Proposed new obligations on multinationals to produce country-by-country reports on their financial affairs will have a “massive impact” on them, a leading member of the Organisation for Economic Development and Cooperation has said.
Pascal Saint-Amans , director of the Center for Tax Policy and Administration at the OECD, was reacting to what he said were “angry responses” to the organisation’s latest proposals on the topic.
He said the proposals had been agreed by more than 60 countries and that the views of an organisation representing African countries was reflected in them. He said the proposed moves would be a “game changer”.
The country-specific information, which will begin to be supplied to tax administrations from the middle of 2018 under the OECD proposals, will be confidential to tax authorities which will be able to use the information for “risk assessment” rather than audit reasons.
Under the rules, multinationals will be required to provide aggregate information annually, in each jurisdiction where they do business, relating to the global allocation of income and taxes paid, together with other indicators of the location of economic activity within the multinational group, the OECD said.
They will also supply information about which entities do business in a particular jurisdiction and the business activities each entity engages in.

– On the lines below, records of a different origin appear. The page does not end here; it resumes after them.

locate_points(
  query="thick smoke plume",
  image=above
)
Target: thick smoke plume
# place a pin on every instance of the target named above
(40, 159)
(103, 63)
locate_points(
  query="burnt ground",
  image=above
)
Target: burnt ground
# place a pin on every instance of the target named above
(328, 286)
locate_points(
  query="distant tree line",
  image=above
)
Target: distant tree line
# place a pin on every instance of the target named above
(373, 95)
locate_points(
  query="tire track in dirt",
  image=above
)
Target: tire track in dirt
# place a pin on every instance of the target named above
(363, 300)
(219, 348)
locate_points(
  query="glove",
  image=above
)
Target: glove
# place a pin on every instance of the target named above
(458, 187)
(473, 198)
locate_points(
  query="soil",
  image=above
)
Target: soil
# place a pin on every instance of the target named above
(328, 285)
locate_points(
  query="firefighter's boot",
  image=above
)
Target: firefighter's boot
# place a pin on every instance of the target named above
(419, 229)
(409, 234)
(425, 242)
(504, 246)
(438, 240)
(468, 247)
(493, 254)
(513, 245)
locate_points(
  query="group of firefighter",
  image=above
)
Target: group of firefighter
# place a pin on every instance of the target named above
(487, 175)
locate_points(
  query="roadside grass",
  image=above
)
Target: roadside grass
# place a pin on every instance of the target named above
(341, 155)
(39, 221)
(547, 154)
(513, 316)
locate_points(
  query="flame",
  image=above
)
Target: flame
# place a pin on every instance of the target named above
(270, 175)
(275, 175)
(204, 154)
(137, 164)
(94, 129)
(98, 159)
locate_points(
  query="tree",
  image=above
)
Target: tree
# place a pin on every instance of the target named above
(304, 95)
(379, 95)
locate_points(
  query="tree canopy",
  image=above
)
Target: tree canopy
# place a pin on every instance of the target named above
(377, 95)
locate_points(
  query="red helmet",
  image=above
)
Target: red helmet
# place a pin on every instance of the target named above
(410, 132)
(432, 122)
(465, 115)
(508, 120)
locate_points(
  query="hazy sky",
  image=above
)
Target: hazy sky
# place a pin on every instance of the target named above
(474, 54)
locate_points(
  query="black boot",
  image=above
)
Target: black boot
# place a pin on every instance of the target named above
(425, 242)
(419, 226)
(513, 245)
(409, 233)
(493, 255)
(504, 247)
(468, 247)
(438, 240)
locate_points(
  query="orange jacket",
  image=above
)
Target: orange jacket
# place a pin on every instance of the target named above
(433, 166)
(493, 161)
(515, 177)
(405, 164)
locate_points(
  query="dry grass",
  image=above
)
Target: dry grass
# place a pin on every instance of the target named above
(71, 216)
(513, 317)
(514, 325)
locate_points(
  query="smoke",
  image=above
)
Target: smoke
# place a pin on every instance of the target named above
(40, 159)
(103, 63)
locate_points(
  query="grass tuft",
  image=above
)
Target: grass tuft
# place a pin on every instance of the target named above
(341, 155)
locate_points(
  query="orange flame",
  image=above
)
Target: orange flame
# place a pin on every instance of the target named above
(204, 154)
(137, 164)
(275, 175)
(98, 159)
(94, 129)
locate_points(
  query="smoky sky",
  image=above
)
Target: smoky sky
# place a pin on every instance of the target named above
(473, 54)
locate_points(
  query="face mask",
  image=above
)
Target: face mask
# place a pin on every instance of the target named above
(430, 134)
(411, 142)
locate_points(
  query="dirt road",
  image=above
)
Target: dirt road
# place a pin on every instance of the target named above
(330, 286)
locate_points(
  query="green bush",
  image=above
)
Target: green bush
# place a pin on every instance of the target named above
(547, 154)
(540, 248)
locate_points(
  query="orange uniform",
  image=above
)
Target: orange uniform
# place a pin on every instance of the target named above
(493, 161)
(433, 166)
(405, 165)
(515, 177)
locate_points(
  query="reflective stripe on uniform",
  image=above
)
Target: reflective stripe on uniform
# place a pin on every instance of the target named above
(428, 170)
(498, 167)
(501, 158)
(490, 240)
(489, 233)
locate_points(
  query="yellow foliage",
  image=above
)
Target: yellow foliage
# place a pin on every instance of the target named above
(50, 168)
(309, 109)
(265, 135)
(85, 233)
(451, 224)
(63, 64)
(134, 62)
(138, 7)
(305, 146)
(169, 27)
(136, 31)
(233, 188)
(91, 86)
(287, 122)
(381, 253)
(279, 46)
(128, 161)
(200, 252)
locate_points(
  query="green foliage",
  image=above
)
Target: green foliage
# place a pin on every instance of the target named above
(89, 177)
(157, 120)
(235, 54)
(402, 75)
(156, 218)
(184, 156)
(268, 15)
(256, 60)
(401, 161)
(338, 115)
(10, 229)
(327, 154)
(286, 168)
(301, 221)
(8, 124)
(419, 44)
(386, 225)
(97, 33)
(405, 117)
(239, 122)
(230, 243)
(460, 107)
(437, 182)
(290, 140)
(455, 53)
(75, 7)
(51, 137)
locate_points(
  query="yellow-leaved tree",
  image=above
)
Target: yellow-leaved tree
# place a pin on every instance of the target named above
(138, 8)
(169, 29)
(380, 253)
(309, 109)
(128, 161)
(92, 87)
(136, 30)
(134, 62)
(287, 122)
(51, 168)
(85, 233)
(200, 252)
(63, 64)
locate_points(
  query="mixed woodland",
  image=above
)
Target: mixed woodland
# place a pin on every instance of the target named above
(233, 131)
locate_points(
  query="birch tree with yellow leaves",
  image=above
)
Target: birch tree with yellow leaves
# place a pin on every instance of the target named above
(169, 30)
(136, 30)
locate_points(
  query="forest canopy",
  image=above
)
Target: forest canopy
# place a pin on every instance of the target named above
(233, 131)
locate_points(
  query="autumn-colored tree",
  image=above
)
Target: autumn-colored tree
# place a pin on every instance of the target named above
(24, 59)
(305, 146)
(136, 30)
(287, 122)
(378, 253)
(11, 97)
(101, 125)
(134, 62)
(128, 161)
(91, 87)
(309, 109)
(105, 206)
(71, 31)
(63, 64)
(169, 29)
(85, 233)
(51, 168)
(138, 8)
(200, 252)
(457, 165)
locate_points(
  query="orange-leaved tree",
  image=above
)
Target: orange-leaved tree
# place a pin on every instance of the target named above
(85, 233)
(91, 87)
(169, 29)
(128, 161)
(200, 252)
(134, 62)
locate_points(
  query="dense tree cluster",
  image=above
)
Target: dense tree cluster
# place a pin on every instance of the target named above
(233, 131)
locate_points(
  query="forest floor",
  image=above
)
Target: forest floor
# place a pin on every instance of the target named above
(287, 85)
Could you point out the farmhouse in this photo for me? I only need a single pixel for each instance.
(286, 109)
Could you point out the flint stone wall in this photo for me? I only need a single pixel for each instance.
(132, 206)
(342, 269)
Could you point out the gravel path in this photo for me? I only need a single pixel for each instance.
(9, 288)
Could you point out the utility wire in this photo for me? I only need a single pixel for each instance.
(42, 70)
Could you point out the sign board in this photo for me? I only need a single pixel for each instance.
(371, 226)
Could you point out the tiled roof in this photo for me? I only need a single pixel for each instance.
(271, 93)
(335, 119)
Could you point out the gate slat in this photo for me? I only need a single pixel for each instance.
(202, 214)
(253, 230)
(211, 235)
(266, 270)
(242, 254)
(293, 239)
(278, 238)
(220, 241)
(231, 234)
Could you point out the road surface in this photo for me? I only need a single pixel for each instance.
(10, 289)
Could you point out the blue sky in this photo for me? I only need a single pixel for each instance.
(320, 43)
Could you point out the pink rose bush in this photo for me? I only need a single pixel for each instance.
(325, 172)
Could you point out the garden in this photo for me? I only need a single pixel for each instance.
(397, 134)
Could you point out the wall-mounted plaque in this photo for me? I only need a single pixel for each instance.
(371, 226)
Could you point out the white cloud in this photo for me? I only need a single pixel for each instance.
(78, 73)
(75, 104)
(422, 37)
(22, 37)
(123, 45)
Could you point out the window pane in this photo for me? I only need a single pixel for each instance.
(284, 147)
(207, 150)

A statement on an implementation package for country-by-country reporting was released by the OECD as representatives of the organisation took part in a webcast giving the latest update on the so-called Beps (Base Erosion and Profit Shifting) proposals aimed at combatting aggressive tax planning by multinationals.
Mr Saint-Amans, during the webcast, said there had been some “angry comments” in response to the country-by-country proposals.
While the information to be released by the companies would not be made public, it would be a “game changer,” he said. It would have a massive impact on taxpayers and on tax administrators as well, and the implementation of the new measures would be monitored.
He said the OECD was on target to deliver its Beps proposals for a meeting of the G20 finance ministers on October 8th, so they could be agreed prior to the meeting of G20 leaders on November 14th.
He said developing countries are more exposed to the negative consequences of aggressive mutinational tax planning and that their increased involvement in the Beps project will form part of the post-Beps, implementation agenda.